One of the core issues of Bioinformatics is dealing with a profusion of (often poorly defined or ambiguous) file formats. Some ad hoc simple human readable formats have over time attained the status of de facto standards. A ubiquitous example of this is the ‘FASTA sequence file format’, originally invented by Bill Pearson as an input format for his FASTA suite of tools. Over time, this format has evolved by consensus; however, in the absence of an explicit standard some parsers will fail to cope with very long ‘>’ title lines or very long sequences without line wrapping. There is also no standardization for record identifiers.
In the area of DNA sequencing, the FASTQ file format has emerged as another de facto common format for data exchange between tools. It provides a simple extension to the FASTA format, the ability to store a numeric quality score associated with each nucleotide in a sequence. This is a very minimal representation of a sequencing read.

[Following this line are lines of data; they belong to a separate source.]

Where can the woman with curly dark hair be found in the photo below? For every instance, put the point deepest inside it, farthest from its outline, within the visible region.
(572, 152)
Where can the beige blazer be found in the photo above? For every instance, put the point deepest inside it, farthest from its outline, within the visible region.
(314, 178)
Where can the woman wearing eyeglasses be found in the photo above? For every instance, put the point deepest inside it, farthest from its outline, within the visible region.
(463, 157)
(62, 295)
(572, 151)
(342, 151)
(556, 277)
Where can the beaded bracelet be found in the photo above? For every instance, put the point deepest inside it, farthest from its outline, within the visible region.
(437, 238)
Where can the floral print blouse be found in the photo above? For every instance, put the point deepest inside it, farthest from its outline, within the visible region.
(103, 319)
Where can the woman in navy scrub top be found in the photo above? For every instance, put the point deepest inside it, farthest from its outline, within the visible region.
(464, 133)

No doubt because of its simplicity, the FASTQ format has become widely used as a simple interchange file format.
It was originally developed at the Wellcome Trust Sanger Institute to bundle a FASTA formatted sequence and its quality data, but has recently become the de facto standard for storing the output of high-throughput sequencing instruments such as the Illumina Genome Analyzer. The Sanger FASTQ format is useful both for raw sequencing reads and post-processed assemblies where higher qualities occur.

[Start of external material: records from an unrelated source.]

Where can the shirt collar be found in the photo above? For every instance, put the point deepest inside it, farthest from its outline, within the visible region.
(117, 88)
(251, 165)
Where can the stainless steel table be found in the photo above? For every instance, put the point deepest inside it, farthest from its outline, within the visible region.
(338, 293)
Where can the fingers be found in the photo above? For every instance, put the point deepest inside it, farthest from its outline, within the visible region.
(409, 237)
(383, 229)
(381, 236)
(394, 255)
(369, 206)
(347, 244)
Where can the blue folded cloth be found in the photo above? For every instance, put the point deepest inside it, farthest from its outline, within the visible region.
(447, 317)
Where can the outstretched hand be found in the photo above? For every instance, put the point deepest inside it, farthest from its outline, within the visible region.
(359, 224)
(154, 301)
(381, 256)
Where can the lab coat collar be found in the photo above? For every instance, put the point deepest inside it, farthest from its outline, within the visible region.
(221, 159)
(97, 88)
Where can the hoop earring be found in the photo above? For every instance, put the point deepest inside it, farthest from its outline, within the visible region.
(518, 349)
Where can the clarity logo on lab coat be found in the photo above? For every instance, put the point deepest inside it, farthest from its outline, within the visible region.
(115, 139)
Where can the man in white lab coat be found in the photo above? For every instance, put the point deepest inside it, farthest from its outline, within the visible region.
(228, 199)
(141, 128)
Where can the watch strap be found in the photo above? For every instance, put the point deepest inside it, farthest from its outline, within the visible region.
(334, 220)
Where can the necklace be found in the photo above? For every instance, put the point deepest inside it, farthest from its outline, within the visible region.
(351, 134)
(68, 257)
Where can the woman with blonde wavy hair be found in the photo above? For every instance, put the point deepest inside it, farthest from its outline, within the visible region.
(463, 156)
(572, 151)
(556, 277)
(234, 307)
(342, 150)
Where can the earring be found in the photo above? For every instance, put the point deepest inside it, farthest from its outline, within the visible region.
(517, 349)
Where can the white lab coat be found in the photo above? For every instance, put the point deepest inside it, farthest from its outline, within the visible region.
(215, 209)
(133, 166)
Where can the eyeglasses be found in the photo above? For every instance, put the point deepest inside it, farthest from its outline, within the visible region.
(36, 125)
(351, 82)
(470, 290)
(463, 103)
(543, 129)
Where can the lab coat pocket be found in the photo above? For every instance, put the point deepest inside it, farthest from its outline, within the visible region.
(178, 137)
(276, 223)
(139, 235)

FASTQ acts as a common file format for sharing sequencing read data combining both the sequence and an associated per base quality score, despite lacking any formal definition to date, and existing in at least three incompatible variants.
A fastq file normally uses four lines per sequence.

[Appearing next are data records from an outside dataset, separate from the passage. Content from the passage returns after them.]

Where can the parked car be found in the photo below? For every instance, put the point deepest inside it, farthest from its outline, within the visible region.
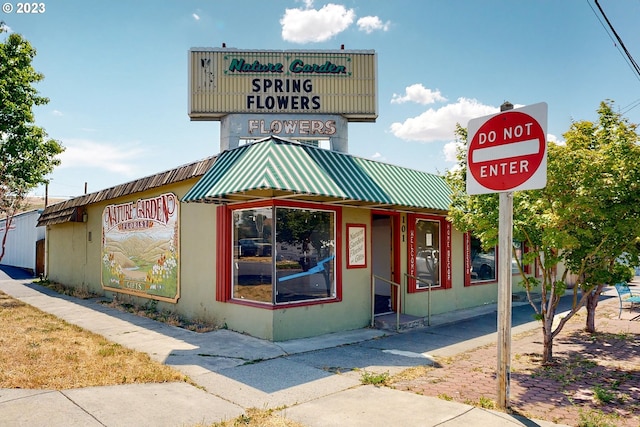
(254, 247)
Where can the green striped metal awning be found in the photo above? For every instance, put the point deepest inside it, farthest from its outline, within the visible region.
(278, 168)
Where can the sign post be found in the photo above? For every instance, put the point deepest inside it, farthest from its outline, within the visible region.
(507, 152)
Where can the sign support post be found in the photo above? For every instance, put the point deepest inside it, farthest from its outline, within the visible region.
(507, 153)
(505, 243)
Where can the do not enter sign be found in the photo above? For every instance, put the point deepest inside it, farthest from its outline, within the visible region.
(508, 151)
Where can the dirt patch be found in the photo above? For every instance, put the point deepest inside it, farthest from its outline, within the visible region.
(595, 380)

Line 1 begins with a ‘@’ character and is followed by a sequence identifier and an optional description (like a fasta title line).
Line 2 is the raw sequence letters.
Line 3 begins with a ‘+’ character and is optionally followed by the same sequence identifier (and any description) again.
Line 4 encodes the quality values for the sequence in Line 2, and must contain the same number of symbols as letters in the sequence and the sequence PHRED quality score encoded as ASCII characters (for space-efficient encoding).
The original Sanger FASTQ files also allowed the sequence and quality strings to be wrapped but this is generally discouraged due to the unfortunate choice of "@" and "+" as markers.
There is no standard file extension for a FASTQ file, but .fq and .fastq, are commonly used.
The “Sanger” fastq format uses the standard Phred-formula for quality calculation. Quality values are converted to a single character using the ASCII table. As this table starts with 32 non-printing characters, the quality values are represented by the character equivalent to Q+A, where A is at least 33 the second half of the ASCII table. The quality scores are generated in binary base call (BCL) files from Illumina sequencing platforms, which are then later converted to FASTQ files using bcl2fastq tool.